I played against Mark tonight, he tried to play the Nimzo Saemisch against me. I don’t know what really happened in this game. He correctly saw that 0-0-0 was dangerous more astutely than I did. I think he beat himself. Okay, he blunders a pawn, but then every move after that was only making it much easier on me. I think he was looking for a swindle instead of sucking it up and simply making the “win” difficult for me (IOW, I could still possibly mess up a win, if he had challenged me more on it).
TommyG, I can’t see the comments in your blog! It just times out when I click to view comments. I came down too hard against the online play and the computer analysis. It’s great to look at how an engine finds a crushing conclusion to a position, but I’ll say what I was getting at, I was getting at the competitive aspect of a chess game. Also, even G/90, at least for me, is still not enough time to play a significant chess game. The competive part is important, for example I had 42 minutes at the end of this game and my opponent had just under 16, which is meaningless other than to say I was playing confidently enough.
Online games, so many of them are “Hey, that tukey won a lost game because of their stupid time control!” sort of thing. Then you play another game and repeat a whole bunch of stuff you already know because you wanted those online rating points. Online rating points are sort of bad stuff. The best one could do in online chess is almost always, to find out where the traps are, where and how you blunder when playing fast. IOW, it also is a performance shaper, but I wouldn’t read into the results too much. I wouldn’t read into or care about the results at all in fact.
In online chess, it is more beneficial to simply lose your butt off in games as that is the only way to learn because they are so quick and emotional.

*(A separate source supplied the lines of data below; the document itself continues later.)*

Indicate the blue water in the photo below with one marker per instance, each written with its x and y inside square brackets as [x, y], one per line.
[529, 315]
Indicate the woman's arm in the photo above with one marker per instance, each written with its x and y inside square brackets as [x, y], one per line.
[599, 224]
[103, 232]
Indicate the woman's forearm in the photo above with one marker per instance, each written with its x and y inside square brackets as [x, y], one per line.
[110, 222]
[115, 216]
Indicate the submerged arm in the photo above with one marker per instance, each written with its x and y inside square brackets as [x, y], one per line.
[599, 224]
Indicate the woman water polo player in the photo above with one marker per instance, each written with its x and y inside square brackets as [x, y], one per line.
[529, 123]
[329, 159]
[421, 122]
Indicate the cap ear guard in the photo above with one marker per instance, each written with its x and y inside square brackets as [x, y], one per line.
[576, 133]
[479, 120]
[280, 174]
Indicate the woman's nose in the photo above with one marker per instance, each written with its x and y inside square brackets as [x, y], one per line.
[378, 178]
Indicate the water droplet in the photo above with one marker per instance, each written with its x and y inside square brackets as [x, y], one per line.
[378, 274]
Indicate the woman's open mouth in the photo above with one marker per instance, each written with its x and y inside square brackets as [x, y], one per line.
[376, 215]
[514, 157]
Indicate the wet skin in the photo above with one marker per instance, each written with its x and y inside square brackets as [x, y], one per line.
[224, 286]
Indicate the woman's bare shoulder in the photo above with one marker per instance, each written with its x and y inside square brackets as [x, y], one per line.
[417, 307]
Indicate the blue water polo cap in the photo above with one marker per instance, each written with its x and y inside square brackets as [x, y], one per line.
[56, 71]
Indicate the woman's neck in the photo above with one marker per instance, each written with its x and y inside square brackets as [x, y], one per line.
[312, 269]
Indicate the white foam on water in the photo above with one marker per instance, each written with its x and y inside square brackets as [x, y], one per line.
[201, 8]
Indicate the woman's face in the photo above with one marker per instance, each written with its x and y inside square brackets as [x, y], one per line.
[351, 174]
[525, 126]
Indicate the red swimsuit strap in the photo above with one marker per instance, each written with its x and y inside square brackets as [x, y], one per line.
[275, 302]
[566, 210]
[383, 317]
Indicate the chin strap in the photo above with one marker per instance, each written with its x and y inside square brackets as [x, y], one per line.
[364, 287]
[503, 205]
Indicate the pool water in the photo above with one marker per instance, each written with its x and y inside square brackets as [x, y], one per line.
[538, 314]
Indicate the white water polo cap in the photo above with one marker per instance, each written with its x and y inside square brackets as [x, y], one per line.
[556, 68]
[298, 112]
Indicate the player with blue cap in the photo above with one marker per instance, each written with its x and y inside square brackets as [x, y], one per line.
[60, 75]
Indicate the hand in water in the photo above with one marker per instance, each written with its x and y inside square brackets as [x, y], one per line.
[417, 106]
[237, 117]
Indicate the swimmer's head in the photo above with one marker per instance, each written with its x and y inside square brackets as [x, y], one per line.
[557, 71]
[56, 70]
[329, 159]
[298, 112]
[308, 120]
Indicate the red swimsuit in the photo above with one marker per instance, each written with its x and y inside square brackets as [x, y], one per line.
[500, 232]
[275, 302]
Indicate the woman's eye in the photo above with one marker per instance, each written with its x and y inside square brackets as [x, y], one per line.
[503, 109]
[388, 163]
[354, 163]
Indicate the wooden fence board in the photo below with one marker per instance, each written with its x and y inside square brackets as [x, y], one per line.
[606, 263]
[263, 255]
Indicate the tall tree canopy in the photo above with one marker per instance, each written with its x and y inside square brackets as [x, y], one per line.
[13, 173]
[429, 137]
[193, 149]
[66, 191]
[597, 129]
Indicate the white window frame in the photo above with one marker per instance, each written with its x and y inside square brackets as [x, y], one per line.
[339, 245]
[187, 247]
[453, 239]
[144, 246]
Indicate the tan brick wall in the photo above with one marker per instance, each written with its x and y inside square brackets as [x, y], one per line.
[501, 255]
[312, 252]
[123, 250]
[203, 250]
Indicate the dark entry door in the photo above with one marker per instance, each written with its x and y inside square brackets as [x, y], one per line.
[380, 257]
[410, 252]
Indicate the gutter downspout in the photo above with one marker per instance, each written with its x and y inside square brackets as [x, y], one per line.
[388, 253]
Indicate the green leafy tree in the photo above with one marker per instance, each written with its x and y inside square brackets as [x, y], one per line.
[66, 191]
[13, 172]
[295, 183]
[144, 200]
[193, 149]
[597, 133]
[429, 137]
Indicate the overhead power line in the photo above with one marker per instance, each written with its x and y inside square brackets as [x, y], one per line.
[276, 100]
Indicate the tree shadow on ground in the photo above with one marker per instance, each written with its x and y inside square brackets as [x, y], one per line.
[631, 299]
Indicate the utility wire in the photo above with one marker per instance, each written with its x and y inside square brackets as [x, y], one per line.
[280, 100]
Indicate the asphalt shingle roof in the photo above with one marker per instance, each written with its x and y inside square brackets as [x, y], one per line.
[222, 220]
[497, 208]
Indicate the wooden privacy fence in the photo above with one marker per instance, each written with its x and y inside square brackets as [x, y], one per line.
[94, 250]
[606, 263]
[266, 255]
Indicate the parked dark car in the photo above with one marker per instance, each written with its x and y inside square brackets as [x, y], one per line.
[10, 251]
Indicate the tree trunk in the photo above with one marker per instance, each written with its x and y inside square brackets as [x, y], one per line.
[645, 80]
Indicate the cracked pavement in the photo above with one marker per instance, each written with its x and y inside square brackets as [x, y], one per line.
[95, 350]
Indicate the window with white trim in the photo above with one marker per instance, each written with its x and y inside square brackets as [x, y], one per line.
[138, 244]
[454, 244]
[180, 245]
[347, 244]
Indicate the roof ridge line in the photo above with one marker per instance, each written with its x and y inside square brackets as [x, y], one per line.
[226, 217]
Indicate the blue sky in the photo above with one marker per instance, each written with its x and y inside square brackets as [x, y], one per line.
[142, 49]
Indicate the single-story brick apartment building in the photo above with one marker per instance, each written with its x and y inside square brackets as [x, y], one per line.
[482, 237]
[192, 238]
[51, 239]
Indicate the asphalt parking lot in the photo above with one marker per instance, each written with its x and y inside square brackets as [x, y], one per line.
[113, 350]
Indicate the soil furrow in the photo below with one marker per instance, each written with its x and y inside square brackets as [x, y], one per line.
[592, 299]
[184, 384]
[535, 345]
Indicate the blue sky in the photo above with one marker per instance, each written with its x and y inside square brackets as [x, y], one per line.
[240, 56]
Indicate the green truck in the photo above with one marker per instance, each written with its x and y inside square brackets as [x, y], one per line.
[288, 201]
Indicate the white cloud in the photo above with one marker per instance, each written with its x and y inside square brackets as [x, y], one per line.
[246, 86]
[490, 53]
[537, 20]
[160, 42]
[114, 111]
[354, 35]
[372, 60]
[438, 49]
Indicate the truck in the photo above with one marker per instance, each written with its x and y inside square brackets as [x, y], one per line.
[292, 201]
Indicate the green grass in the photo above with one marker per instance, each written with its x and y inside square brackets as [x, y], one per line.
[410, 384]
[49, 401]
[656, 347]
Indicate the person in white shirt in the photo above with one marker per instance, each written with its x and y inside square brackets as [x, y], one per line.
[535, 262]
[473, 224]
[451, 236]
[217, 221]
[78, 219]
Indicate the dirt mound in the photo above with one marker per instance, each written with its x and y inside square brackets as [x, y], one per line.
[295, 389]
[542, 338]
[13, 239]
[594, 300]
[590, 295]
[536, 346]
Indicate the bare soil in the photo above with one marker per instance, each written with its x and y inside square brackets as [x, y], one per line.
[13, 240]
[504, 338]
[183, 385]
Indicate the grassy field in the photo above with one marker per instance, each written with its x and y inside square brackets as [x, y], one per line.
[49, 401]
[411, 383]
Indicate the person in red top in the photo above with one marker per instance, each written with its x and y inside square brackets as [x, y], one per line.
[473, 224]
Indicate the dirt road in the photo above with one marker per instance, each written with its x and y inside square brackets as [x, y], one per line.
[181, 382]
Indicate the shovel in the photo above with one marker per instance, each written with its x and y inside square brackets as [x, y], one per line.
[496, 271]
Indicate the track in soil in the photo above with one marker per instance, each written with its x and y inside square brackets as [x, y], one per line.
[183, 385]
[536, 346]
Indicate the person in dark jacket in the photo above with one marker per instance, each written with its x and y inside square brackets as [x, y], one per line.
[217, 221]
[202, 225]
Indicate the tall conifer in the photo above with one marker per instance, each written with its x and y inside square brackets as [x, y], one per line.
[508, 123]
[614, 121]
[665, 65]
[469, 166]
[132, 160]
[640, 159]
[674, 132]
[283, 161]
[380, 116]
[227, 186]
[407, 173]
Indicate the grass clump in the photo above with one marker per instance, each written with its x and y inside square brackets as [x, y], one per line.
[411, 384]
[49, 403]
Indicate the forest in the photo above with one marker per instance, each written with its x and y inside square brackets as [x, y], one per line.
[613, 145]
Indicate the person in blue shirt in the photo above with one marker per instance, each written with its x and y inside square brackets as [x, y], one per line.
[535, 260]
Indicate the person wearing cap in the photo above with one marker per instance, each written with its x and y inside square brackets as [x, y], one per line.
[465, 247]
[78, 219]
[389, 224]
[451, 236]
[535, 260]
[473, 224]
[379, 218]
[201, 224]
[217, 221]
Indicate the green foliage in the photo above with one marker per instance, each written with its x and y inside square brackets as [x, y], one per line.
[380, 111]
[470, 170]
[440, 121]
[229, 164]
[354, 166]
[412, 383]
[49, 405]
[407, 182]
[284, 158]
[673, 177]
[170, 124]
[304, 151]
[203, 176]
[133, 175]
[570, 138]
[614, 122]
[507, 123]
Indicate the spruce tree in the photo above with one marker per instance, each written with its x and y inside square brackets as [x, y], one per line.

Winning a game online is bad because you probably didn’t learn anything and thought that your bad moves were actually good. hehe. If you go over them with an engine, that is great, but it’s so easy for online chess to devolve into this “repertoire building exercise”, which you will find out means a lot less than you think it did in an OTB game. If you play tricky openings then, okay yes it will help a lot , though, but after a while it doesn’t and it’s best to stop playing.
What I meant was that time is better spent on tactics, endgames, or even openings somewhat if you are really studying them. I see you’ve improved a lot but I think it’s because you have studied annotated games, tactics, endings, etc. The online chess is not what made you strong recently, it’s simply displaying mostly what you already know. 😉
Also, I didn’t mean to be like Botvinnik and study everything about the game afterward necessarily, mostly because that would take a lot of time and we don’t do this for a living. If you just want to shoot through it quick with an engine that is fine by me; the game is over and there many different games inside of that game that could be played.
The point I was trying to allude to is what matters most is the correctness of your thinking during the game, regardless of whether the position is winning/losing/even. I think the Stoyko analysis of a GM game is great, but even when I go over a Keres game I am trying to guess his move even though it usually is around 10, posssibly 20 seconds I am guessing and then looking at his move, sometimes not that long, it still corrects my sense of possibilities of how a position could be handled. Then I try to work out tactically the finish that the book doesn’t give, or sometimes moves not played or explained have a tactical flaw, that I will look for.
After the game my opponent mentioned to Paul that he was trying to play the Saemish Nimzo-Indian but played f3 too early, to which I replied something like “Yeah, that is a sharp line, you have to know what you are doing.” as if I knew jack-shot about this opening. I don’t know this opening either, simply knew that an early f3 didn’t look so hot.
It was really the opening that was working against him. If you look at other continuations, it looks like Black had copious amounts of ways to keep an advantage against White. Lesson to students of openings – beware! One thing I learned from Roman’s video recently, and I sort of already knew it, is that opening study will “lull” you. You reach position that is “known theory”, but in reality is a hare’s breath away from being completely lost in a practical game.